Посредством особого государственного рескрипта Константинопольский первоиерарх включался в служебную иерархию Османской империи и получал ранг визиря, который давал ему право выступать в качестве главы православного населения империи и даже иметь в своем распоряжении специальный отряд янычар. Наряду с религиозным судом ему была передана также компетенция гражданского судопроизводства. По отношению к султану и государственной администрации его персона объявлялась неприкосновенной дотоле, доколе он действовал в рамках дозволенного и не выходил из круга своих полномочий.
Таким образом, Константинопольский владыка при своих новых хозяевах сделался настоящим патриархом, в полном смысле этого слова. Термин «милет-баши» соответствует греческому понятию «этнархос». Он означает главу (baschi) группы народа (millet). Таким образом, согласно исламскому религиозному законодательству, патриарх стал обладателем полноты светской и духовной власти над всею порабощенной христианской ойкуменой.
Под владычеством турок Константинопольская Церковь стала обладать такой властью, какая казалась недостижимой даже в самые счастливые времена Византийской империи.

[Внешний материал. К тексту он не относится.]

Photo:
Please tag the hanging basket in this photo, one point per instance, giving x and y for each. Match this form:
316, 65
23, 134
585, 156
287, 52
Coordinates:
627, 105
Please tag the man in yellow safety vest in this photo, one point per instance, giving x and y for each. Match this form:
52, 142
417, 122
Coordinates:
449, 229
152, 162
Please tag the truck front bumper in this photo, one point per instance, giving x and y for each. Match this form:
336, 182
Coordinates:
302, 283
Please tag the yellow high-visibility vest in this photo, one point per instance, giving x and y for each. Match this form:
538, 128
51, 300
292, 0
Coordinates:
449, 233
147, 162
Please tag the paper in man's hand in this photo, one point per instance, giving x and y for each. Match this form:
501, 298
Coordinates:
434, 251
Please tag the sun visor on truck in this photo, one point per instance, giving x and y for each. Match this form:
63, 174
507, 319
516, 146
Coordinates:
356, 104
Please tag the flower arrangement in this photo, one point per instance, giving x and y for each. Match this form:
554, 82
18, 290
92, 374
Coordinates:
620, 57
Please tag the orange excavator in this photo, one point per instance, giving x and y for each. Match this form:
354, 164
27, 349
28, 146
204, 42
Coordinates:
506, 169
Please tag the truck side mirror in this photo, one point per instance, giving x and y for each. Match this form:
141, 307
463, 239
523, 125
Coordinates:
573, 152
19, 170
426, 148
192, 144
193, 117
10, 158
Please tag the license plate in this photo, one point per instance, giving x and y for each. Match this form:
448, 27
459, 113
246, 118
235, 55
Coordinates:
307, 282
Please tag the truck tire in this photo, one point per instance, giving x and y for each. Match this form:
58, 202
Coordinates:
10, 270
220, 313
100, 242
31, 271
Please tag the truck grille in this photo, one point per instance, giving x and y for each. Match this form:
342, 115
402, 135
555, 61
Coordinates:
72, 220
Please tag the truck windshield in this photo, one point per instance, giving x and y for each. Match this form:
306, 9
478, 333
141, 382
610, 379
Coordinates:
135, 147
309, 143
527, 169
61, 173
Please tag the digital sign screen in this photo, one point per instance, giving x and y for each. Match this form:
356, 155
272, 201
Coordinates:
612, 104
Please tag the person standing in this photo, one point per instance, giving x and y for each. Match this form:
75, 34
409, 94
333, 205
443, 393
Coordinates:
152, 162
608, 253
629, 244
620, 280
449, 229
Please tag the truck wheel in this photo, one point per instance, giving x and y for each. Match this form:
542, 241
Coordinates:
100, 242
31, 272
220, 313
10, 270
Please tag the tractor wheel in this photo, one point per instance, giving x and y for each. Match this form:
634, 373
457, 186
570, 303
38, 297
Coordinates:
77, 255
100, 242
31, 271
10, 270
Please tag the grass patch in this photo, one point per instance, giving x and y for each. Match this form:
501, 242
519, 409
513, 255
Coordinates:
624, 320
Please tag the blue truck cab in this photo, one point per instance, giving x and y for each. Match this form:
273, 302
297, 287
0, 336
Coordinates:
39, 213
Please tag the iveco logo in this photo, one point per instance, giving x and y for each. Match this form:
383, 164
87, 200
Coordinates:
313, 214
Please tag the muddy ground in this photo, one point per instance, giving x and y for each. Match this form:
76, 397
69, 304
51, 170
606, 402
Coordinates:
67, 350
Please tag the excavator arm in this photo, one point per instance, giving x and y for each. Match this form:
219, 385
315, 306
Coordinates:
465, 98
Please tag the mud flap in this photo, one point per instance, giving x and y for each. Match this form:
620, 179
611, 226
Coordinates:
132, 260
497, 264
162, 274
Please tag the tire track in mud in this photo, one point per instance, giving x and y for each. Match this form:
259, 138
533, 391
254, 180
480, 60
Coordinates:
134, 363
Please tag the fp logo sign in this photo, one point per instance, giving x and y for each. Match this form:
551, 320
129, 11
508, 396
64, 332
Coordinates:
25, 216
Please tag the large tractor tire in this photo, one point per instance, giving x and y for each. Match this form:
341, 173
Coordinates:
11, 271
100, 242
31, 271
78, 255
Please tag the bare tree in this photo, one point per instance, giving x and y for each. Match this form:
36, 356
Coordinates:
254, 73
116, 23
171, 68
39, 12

Греческая Церковь во время турецкого ига представляет собою ужасающее явление. За триста лет «агарянского» рабства на Константинопольском престоле сменилось 150 Патриархов. То есть в среднем каждый Патриарх занимал свой престол не более двух лет! Но вызвано это отнюдь не гонениями. «Греческие архиереи своими интригами часто давали повод туркам произвольно распоряжаться патриаршим престолом… Понадобятся султану или великому визирю деньги – они низлагают одного патриарха и ставят на его место другого, который, по обычаю, вносит пескезий. Не внесет патриарх обычной ежегодной подати (хараджа) – его низлагают и ставят другого, с которым повторяется то же…
Турецкое правительство, поступая так, довело патриаршее достоинство до крайнего унижения. Должность патриарха сделалась должностью чиновника, назначаемого и увольняемого правительством» (Н. Талъберг. История Христианской Церкви. Т. 2. М., 1991. С. 58).
Симония (продажность и коррупция в церковной среде, торговля церковными должностями. – Л.П.) процветала повсюду – начиная с патриарха и кончая низшим клиром. Патриархи и епископы перекупали друг у друга престолы и кафедры (иногда по нескольку раз) и полностью зависели от воли магометан. Новоназначенный патриарх получал от султана «фирман» (утвержденную грамоту), и без него никто не имел права вступать в свои обязанности.